One of Monarch: Legacy of Monsters’ main characters, Dr. Bill Randa (Anders Holm), actually first appeared in 2017’s Monsterverse entry, Kong: Skull Island. In the film, we’re introduced to Randa in 1973, after he convinces the U.S. government to fund and provide military assistance for a Monarch expedition to the mysterious Skull Island. It’s there on Skull Island, home of Kong, that Bill Randa, portrayed by John Goodman, meets his grizzly end when he gets eaten by a giant skullcrawler. But Monarch has given a whole new life to Randa’s character, as we discover how this once good-natured guy became the bitter and obsessed man whom we met in Skull Island.

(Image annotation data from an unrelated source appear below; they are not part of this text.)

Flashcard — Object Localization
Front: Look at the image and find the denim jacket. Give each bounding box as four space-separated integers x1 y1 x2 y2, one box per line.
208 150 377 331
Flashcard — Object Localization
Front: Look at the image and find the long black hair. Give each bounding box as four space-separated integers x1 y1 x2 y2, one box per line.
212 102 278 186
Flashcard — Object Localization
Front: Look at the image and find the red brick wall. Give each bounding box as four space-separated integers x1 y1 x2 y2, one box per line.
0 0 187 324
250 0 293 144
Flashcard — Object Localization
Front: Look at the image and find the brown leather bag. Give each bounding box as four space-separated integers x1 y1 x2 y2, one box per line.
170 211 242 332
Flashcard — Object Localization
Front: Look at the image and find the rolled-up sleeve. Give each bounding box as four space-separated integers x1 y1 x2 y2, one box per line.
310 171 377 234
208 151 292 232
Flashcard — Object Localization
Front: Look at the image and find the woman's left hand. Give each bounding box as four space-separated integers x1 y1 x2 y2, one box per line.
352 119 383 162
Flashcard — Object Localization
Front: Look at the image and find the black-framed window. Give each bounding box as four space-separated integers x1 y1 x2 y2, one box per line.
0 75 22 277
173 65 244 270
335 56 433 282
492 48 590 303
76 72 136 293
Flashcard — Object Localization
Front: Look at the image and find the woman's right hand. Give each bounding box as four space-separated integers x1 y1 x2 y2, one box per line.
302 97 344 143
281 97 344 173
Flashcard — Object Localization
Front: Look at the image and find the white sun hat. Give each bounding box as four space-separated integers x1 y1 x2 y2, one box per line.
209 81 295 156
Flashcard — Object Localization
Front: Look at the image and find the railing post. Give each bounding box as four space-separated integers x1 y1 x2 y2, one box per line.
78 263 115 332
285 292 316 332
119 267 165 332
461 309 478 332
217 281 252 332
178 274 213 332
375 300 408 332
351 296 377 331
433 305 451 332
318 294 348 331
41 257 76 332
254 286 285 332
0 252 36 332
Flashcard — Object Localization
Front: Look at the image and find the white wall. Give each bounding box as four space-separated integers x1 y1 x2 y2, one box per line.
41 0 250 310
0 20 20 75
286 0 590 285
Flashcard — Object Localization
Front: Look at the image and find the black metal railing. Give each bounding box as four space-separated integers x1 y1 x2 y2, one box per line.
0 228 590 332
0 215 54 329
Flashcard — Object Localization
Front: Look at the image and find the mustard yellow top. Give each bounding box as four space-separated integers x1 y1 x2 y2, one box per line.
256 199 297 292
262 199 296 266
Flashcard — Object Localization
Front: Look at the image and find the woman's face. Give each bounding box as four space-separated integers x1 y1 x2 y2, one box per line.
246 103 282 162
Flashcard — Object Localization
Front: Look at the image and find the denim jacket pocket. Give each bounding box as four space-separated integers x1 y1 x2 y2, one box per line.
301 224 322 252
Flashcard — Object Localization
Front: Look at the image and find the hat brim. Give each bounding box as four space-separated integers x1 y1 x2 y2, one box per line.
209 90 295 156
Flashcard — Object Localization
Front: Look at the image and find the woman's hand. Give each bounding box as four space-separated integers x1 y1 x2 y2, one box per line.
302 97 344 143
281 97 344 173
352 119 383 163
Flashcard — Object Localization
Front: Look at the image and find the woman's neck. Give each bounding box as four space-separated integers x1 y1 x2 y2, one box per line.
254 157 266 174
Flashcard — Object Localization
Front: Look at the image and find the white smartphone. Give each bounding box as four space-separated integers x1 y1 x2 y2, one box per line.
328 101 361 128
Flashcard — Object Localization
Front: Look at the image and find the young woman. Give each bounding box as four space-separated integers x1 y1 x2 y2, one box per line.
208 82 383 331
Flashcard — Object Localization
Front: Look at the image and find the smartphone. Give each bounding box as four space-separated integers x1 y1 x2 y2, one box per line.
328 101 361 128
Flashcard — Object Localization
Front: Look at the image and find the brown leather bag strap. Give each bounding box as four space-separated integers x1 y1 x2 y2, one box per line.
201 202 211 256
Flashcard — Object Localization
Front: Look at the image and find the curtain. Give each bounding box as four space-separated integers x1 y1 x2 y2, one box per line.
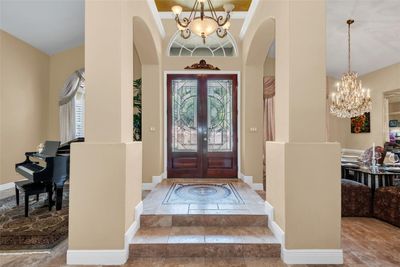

In the parts of Monarch set in decades past, Bill Randa is shown as an amiable guy, although obsessed with the Titans after one destroyed a ship he was serving on during World War II. A giant creature destroyed his vessel, leaving Randa as the only survivor of a crew of 1,000 men. He becomes fixated on these giant monsters, needing to prove to the world that they exist. By the early 1950s, Bill became one of the fledgling Monarch organization’s top researchers.

He eventually forms a bond with fellow Monarch scientist Keiko Miura (Mari Yamamoto) and Colonel Lee Shaw (Wyatt Russell), and the three become good friends. His feelings toward Keiko become romantic, and he marries her and adopts her son Hiroshi, who takes his last name. But as we saw in Monarch season one, tragedy takes both his wife and best friend from him. Those circumstances are not why Bill Randa became the embittered man we met in Kong: Skull Island, however. As we learn in the season two episode “Secrets,” a betrayal from both Lee and Keiko is at the heart of his shift in personality.
On a monster-hunting mission in the Kazakh countryside, Randa believed Keiko died. Some years later, in 1962, Randa and Shaw return to where they lost Keiko. Sadly, Lee gets lost on this mission as well. Unbeknownst to Randa, both of his friends ended up in the Axis Mundi dimension, where time flows differently. For the rest of his life, Randa believes he let his wife and best friend die thanks to his own obsessions. But in season two, we learn how the Randa of Monarch becomes the slightly unhinged character later played by Goodman.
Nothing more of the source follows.